A properly planned, phased withdrawal of troops from Helmand province - where the majority of UK forces are based - was necessary, he told the BBC.
"How long do we put up with brave young men and women dying and being injured in Afghanistan?" Mr Howells said.
Public support for the mission had been severely damaged by the recent Afghan presidential election, which was beset by claims of corruption.
Mr Howells said: "I think that part of the problem is the way in which we have handled the Karzai government and the way in which we have handled our NATO allies because the great burden of fighting and of deaths and injuries have been borne by the Americans, by us, by the Canadians and the Danes.
"Very few countries have put their troops in the way of danger as we have and we have borne the struggle against terrorism in Afghanistan hoping that it will reduce terrorism in this country."
BBC defence correspondent Caroline Wyatt said Mr Howells was the first senior politician to call for a withdrawal of UK troops.
Mr Ainsworth told BBC Radio 4's World at One: "If he's saying we can provide for our security at our own borders, then I disagree with him."
He added: "We cannot secure ourselves at the borders of Great Britain... if Afghanistan is not secured, then Pakistan will not be secure and Great Britain will not be secure.
"We are there because this mission is inextricably tied to our own safety in the United Kingdom."
Labour MP Eric Joyce, who resigned as a defence aide in protest at Afghan policy, said Mr Howells was "quite right" that the UK's "main effort" should be on protecting its citizens at home.

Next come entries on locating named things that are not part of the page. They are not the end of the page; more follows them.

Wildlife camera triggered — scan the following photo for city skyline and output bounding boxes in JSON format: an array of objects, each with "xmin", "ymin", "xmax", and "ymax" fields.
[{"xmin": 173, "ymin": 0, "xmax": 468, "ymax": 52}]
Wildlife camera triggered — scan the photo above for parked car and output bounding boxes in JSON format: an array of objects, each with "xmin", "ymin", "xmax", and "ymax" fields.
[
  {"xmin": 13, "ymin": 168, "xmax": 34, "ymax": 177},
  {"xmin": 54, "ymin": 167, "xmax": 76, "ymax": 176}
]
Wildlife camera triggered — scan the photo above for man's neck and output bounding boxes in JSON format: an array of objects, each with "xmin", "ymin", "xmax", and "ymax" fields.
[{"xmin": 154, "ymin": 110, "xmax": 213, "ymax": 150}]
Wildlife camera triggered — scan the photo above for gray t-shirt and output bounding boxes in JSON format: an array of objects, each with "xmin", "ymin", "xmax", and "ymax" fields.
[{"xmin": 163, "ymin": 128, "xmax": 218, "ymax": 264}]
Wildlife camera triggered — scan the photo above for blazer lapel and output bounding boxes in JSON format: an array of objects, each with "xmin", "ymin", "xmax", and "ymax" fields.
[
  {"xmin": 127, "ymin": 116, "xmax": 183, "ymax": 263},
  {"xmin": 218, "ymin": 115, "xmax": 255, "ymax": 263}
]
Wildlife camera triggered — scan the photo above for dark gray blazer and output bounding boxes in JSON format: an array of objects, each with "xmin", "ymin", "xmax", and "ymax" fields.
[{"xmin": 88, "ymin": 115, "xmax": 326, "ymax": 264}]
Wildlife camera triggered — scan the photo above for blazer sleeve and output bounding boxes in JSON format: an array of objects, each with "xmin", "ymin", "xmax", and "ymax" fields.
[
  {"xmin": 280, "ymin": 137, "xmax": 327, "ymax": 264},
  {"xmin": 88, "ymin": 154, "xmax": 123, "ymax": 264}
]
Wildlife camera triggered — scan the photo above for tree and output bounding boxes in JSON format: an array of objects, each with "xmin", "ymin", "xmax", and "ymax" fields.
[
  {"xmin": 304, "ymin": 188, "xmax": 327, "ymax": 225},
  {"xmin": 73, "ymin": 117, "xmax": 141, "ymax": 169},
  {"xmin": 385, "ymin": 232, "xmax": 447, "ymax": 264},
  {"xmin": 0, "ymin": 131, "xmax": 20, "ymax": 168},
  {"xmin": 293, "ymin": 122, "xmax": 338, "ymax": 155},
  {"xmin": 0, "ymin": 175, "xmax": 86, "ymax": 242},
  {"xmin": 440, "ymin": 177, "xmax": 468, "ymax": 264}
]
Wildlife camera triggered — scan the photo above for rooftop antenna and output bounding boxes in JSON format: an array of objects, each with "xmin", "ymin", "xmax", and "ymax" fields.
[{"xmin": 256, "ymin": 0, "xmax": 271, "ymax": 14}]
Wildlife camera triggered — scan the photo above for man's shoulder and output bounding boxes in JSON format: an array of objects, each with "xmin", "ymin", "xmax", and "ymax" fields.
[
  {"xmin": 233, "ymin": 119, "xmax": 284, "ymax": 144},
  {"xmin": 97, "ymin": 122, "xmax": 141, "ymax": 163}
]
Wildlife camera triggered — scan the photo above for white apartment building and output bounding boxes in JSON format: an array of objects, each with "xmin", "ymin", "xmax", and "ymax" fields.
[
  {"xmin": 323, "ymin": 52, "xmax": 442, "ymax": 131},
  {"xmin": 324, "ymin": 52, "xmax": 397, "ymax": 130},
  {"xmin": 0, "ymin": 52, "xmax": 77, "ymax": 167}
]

While he did not back the immediate withdrawal of UK troops, he said the government must ask itself whether the current strategy was working both in terms of the "blood and money" being spent.
"We need to reappraise exactly what we are doing in Afghanistan."
The deaths of a further five soldiers takes the number of British military personnel killed on operations in Afghanistan since 2001 to 229.
The UK currently has 9,000 troops in Afghanistan and Mr Brown has said he is prepared to send a further 500 troops to Afghanistan if certain conditions are met.
Writing in Wednesday's Guardian, Mr Howells said seven years of military involvement had subdued al-Qaeda's activities in Afghanistan but had not destroyed the organisation or its leader, Osama Bin Laden.
He said the British people were increasingly questioning whether deploying troops was the best way of preventing "Islamic terrorist murders in the UK".
"It would be better... to bring home the great majority of our fighting men and women and concentrate on using the money saved to secure our own borders, gather intelligence on terrorist activities inside Britain, expand our intelligence operations abroad."
As chairman of the Intelligence and Security Committee, Mr Howells is responsible for examining the policy and budgets of the domestic and foreign security services, MI5 and MI6.